Neither Arthur nor Trillian could contain the hilarity they got from viewing the somewhat frustrated look on Ford's face.

Apparently neither of them got that the betelgusian was entirely serious

There was no humming to be heard on the ship

And nobody was harmed.

AN: So I hope this chapter was a good one, I"ll be submitting my next one very soon, I'm actually typing it right now since I'm done with this one.

I will most likely not be describing the date, I'll illude to it but not exactly go through the lengthy process of describing it mainly because I'm having a block at describing scenes and it's really bugging me right now so I'll just go about my merry way

Like I say before please Leave reviews if you can I hope you enjoy this chapter, also let me know if you have any ideas where I can take this cause right now I have an outline but it's not set in stone.


	5. The Date

Hark what's this I hear, the sound of better writing.
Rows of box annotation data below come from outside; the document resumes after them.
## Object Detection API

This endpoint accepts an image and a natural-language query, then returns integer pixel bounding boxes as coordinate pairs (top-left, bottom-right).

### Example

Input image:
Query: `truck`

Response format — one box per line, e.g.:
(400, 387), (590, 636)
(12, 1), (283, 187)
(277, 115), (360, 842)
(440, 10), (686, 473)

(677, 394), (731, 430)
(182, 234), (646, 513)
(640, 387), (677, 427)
Yes my friends finally in my Senior year of schooling I'm going to continue this story, because A it's a nice typing exercise and a break from the constant stream of essays.

I actually typed another chapter a while back but sadly my computer decided it was going to well pull some sort of Spanish inquisition move and simply destroy my files. I lost the outline as well but now that I think about it was a little silly anyway. Not that the revision isn't going to be ultra hella silly but hopefully after five essays on the book.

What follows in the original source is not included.